I stole this idea from a lovely colleague, so I can’t take credit! This activity puts memory recall to the test. It also adds a little pressure, which is a feeling that should not be frightening and therefore should be experienced in the classroom. It’s a fast paced activity and good fun.

  • In pairs, students are each given a selection of questions on strips of paper. They must keep these upside down. The questions should be on the topic/text and the questions need to be ‘open’. For example: What can you tell me about Lady Macbeth?
  • The teacher times a minute as the first student in the pair unfolds a question and reads it to their partner. Their partner must then speak for the whole minute answering the question. The next time is 50 seconds and turns are taken to read/answer until only 10 seconds remain.

#4 A Hundred Questions

This activity encourages curiosity and pushes students to think outside the box. Effectively, they must think of all the possible questions they might ask about a particular topic/text. This works really well when studying extracts from texts.

  • Read the extract, but ensure some mystery is left to be considered. Students describe the event/character in a couple of words in the middle of their page. For example, reading a scene from The Woman in White, they simply write: ‘Woman in white is out late at night, alone’.
  • This is where the 5ws can be used to support students.
  • Around the edge of the page, students need to write all the possible questions they can think to ask about the event or character.
  • These are then shared with the class and can lead to great discussions about various theories. This activity is particularly effective for building up tension or suspense for when you eventually read the rest of the extract.

#5 Picture It

This questioning technique aims to foster positive self-esteem. Having confidence in their own ideas and feeling comfortable with putting forward notions that may be considered ‘wrong’ is a key step to learning.
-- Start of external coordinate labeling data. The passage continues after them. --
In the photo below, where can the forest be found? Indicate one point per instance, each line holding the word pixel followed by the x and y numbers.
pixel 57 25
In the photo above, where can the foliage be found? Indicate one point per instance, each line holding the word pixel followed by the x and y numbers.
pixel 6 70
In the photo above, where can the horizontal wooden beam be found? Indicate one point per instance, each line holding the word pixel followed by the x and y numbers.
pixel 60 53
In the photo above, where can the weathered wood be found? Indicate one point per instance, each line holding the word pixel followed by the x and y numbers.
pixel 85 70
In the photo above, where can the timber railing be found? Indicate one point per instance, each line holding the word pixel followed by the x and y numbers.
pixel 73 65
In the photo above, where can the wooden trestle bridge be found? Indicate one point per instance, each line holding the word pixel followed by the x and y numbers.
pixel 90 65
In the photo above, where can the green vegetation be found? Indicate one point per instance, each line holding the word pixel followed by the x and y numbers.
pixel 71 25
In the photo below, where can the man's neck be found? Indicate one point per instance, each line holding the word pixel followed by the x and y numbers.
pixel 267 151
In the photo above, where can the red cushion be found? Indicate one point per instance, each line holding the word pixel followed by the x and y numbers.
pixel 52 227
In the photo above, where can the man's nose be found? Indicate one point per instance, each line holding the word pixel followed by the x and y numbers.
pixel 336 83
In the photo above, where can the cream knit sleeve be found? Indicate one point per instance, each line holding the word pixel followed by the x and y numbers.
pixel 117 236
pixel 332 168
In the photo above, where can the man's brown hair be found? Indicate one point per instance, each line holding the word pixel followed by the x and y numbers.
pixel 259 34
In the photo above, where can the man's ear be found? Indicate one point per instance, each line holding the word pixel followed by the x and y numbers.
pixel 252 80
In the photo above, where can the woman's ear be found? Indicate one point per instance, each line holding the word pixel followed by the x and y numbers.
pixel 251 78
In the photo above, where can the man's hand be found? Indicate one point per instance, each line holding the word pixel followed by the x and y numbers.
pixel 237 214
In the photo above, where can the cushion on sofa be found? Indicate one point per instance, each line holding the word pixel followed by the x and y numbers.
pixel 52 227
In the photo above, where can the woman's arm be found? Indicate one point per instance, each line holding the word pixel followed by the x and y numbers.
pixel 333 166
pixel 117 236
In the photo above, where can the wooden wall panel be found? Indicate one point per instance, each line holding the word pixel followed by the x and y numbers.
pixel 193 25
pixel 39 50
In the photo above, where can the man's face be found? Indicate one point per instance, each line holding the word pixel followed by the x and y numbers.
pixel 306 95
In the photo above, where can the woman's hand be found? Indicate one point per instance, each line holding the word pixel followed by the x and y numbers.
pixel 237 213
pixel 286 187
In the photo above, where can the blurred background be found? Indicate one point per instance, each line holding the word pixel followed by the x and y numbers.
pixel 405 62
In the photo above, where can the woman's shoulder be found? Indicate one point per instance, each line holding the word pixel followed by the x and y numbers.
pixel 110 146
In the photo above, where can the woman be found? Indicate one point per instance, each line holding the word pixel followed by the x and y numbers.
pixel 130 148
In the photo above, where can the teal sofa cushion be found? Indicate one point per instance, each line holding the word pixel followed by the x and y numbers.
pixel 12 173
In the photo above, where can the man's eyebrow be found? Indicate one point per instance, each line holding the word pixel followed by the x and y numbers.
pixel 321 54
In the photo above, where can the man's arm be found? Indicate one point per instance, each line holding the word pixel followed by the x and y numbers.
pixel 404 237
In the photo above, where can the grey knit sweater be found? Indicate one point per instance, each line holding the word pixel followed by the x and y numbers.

  • Project an image on the board. A landscape or cityscape tend to work best. The idea is that students should think about key characters, themes, messages and events in the text they are studying metaphorically. This is also a powerful way to develop evaluative and interpretive skills.
  • In pairs, or as a class, students observe the picture and write a series of questions about how parts of it could represent the aspects of the text they have been studying. They then ask each other these questions and develop interpretations; these are then shared with the class. For example: How does the bird represent Mr Birling’s character? Mr Birling’s character is represented by the bird in the tree: he is capable of flying to the top by marrying above his station and through making money, but a stone or the wind might topple him. Like a bird, he sings loudly, but is fragile and easy to catch (out)!